すると、メイデンがそっと僕のおでこにキスをする。
「大丈夫だ。天才魔術師の俺がついている。何も心配せず、今は魔力が体に上手く馴染むように身を任せるんだ」
不思議とメイデンの言葉が僕に勇気をくれる。
いつもそうだ。
メイデンの言葉には、いつも勇気付けられる。メイデンの偽りのない力強い言葉達が僕を救ってくれる。
「メイデンさん・・・早く戻ってきてくださいね」
僕はそう言って微笑む。メイデンもそれを見て、わかったと微笑み返してくれた。
それからの僕は熱で上がる息苦しさと、体内をうごめく得体の知れない物の気持ち悪さに何度も嘔吐を繰り返した。
カーターが言うには魔力酔いらしい。
たくさんのマナが一気に溢れ出て、体内を巡っている事による一種の船酔い状態だ。
カーターは額に汗を浮かべながら、必死に僕の体に手を翳す。
メイは嘔吐する僕の背中を摩り、口元を拭い、汗を拭いてくれる。
途中何度も意識を失いながらも、気持ち悪さでまた目が覚める。
その繰り返しの中、どのくらい経ったのか、ふと目を開けるとカーター達の姿はなく、僕を抱きしめながらベットに横たわるメイデンの姿があった。
「冷たくて気持ちいい・・・」
ポツリと呟いた僕の声に、メイデンがニコリと微笑みながら僕を見る。
「体を冷やしながら、魔力をなじませている」
「ありがとうございます・・・だいぶ、楽になりました」
「そうか・・・朝には、また結界を確認しにいかないといけないから、いまのうちに寝ておくんだ」
メイデンはそう言いながら、僕の前髪を指で掬う。
「聖・・・・」
「はい・・・」
「全てが終わったら結婚しよう」
「・・・ふふっ。こんな時に何を言ってるんですか?」
「嘘でもいいから頷いてくれないか?」
「・・・・どうしたんですか?」
「希望を持ちたんだ」
「希望・・・?」
「あぁ。これから起こる事は聖にとってとても危険な事だ。悔しいが、あのドラゴンが言うように俺には力が足りない。だが、どんな事をしてもお前を守ってやりたい。
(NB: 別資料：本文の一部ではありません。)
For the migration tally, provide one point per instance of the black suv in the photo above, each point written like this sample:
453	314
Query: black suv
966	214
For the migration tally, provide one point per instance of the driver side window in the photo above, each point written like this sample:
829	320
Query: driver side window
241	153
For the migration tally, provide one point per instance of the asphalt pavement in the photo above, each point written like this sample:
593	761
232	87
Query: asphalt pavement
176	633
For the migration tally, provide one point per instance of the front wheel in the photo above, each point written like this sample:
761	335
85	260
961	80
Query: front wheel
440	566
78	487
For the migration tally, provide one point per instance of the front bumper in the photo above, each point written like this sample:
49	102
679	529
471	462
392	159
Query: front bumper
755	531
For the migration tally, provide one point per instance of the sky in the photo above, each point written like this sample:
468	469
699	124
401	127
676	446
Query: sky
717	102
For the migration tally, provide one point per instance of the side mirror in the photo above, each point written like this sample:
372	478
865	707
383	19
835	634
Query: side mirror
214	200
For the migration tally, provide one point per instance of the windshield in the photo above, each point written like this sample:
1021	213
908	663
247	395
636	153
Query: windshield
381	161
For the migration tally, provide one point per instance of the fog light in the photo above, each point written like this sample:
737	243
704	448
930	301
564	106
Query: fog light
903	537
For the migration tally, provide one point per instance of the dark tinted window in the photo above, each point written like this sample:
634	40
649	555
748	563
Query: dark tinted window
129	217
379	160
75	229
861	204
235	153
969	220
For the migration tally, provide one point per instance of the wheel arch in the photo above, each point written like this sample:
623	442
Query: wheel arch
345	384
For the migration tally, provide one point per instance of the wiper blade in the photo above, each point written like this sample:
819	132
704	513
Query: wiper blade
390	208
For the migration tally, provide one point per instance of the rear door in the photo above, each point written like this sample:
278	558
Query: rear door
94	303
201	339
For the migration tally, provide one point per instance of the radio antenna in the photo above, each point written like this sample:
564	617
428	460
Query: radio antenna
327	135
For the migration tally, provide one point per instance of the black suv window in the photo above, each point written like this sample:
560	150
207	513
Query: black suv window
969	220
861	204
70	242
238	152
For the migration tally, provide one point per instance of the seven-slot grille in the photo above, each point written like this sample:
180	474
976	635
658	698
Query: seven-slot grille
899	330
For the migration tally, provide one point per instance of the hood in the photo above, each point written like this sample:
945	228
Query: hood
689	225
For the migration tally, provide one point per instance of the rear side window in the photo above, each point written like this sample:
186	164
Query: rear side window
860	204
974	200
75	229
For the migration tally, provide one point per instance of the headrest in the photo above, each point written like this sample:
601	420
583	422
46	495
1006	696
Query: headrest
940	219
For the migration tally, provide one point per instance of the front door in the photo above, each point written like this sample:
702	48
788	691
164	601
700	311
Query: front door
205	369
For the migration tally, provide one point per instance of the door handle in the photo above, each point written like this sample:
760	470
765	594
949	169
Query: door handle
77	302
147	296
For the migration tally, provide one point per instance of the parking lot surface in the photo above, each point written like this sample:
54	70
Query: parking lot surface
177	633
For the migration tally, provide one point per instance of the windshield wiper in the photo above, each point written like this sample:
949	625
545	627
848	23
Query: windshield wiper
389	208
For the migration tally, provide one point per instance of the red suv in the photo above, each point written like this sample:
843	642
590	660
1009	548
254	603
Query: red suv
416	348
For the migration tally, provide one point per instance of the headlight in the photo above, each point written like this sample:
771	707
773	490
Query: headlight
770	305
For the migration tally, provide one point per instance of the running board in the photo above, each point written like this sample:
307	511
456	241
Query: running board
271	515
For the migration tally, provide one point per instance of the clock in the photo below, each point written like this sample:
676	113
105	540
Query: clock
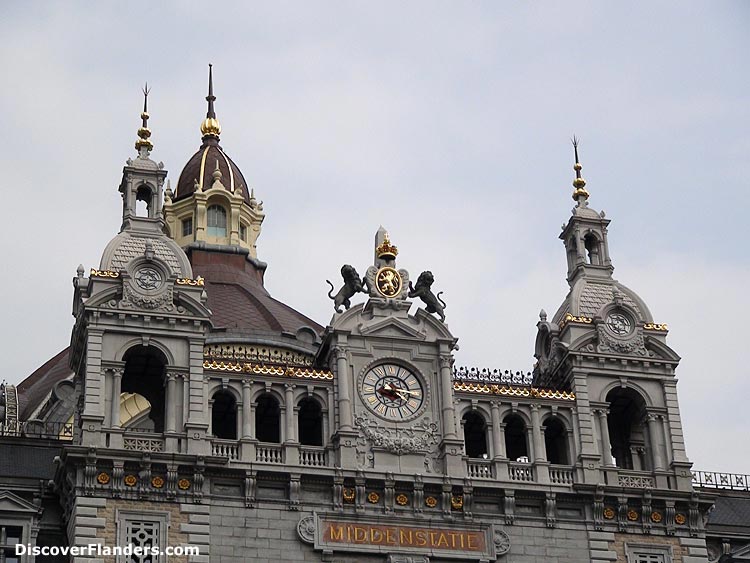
619	324
392	392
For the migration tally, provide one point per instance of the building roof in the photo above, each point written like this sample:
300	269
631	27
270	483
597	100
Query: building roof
730	511
242	308
198	172
35	388
28	458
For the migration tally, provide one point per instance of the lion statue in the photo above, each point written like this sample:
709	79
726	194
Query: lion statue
424	292
352	286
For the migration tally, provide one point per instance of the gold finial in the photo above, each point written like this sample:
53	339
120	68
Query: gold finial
579	183
210	126
144	132
385	249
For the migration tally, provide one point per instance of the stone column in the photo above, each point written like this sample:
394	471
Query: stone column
331	417
531	446
116	392
539	449
345	400
171	402
247	429
446	384
665	439
291	428
653	433
239	418
498	445
604	432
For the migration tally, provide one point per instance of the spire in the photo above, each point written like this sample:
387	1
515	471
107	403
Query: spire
579	194
210	126
144	132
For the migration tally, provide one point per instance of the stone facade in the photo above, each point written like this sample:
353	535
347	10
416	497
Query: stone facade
280	440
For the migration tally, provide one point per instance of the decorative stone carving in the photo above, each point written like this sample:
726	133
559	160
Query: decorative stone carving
306	529
352	286
401	558
502	542
423	290
135	300
421	437
631	345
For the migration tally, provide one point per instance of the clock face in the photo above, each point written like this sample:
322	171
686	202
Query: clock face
620	324
392	392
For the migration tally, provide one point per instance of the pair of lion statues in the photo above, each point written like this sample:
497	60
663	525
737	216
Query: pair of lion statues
353	285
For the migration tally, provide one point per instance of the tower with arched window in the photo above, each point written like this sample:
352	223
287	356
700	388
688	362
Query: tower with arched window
604	345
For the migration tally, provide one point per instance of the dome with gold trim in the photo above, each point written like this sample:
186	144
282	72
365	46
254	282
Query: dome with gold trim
211	167
199	173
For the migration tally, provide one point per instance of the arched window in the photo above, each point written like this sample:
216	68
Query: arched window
144	375
310	423
217	221
592	249
627	431
556	441
475	435
268	419
224	415
516	446
143	202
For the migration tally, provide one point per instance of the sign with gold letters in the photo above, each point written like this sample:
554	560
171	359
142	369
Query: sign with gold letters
343	532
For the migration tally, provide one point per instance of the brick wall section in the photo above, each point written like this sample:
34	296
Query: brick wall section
679	552
177	519
268	533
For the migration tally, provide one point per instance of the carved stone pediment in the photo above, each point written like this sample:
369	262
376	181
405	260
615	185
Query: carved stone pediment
420	437
391	327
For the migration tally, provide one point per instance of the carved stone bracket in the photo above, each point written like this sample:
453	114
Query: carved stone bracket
421	437
306	529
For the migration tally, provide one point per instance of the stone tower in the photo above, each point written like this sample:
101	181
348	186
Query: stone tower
604	345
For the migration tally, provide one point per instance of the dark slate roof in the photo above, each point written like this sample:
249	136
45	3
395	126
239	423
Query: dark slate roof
240	303
242	311
205	159
730	511
20	458
33	389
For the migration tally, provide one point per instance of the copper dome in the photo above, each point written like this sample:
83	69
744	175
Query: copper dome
199	170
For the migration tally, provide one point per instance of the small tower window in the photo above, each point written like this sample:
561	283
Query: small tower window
217	221
187	226
555	441
516	446
592	249
143	202
224	416
475	435
310	423
268	419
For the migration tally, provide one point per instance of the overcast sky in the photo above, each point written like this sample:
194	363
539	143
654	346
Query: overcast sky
447	122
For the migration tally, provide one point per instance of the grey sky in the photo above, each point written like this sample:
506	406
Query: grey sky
447	122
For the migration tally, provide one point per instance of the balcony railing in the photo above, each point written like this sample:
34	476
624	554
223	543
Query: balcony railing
140	443
560	475
269	453
520	472
634	479
479	468
225	448
38	429
310	456
715	480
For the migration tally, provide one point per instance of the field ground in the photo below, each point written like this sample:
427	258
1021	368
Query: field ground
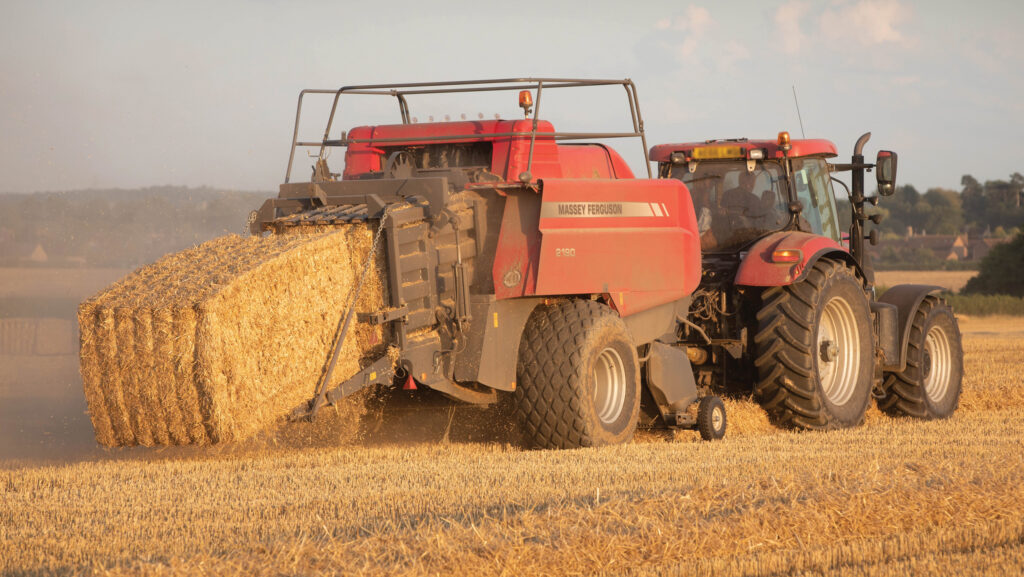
55	283
892	497
951	280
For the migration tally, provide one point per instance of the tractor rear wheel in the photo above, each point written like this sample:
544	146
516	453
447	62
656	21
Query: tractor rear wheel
579	377
930	385
815	351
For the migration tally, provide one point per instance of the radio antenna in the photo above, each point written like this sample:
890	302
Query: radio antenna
796	101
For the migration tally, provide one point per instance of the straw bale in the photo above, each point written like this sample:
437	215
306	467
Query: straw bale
89	366
215	342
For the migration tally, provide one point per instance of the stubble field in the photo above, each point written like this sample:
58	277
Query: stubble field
892	497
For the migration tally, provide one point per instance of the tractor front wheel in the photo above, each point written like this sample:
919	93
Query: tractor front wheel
815	351
930	385
579	377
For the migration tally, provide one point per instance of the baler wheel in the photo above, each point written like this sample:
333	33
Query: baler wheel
579	377
930	385
815	351
711	418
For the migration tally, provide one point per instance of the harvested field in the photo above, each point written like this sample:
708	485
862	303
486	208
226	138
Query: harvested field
216	342
950	280
893	497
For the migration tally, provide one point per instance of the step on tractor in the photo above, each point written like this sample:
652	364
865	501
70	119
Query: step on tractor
529	268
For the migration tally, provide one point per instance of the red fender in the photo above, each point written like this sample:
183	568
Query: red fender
760	269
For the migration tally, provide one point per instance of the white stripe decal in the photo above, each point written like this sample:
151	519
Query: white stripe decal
600	209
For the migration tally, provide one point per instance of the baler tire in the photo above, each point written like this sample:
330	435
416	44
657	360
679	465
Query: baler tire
814	351
930	385
712	420
579	377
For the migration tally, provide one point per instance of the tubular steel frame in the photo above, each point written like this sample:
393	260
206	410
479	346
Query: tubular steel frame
399	91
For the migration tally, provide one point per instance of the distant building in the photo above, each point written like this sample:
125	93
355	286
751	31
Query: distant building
38	254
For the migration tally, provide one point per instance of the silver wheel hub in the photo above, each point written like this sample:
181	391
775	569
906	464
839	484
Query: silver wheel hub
609	385
717	418
839	352
937	364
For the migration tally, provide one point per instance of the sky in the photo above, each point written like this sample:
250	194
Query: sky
128	94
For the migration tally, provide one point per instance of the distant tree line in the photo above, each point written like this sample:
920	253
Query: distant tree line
993	208
117	228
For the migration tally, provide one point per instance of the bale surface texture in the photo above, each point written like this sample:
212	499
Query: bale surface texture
216	342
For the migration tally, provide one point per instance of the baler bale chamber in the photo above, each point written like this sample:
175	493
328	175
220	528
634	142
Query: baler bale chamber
481	224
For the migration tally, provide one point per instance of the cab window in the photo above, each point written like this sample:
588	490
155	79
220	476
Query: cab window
813	186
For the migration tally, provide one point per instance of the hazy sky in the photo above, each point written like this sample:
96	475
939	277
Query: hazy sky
100	94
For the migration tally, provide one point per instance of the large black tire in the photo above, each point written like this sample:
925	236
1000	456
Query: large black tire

その為にも、2人で乗り越えて、生きて共に生きるという希望が欲しいのだ」
「メイデンさん・・・・」
「聖がまだ俺の事を好きではない事はわかっている。だが、俺は今、聖まで失うのではないかと不安でたまらないのだ」
メイデンは苦しそうな表情で僕を見つめ、情けないだろ?と苦笑いした。
僕は、小さく首を振り、メイデンを強く抱きしめた。
「メイデンさん、僕と一緒に生きましょう。これからもずっと仲良くみんなと笑いながら生きましょう」
「あぁ・・・そうだな。聖、ありがとう」
メイデンはそう言うと、強く強く僕を抱きしめた。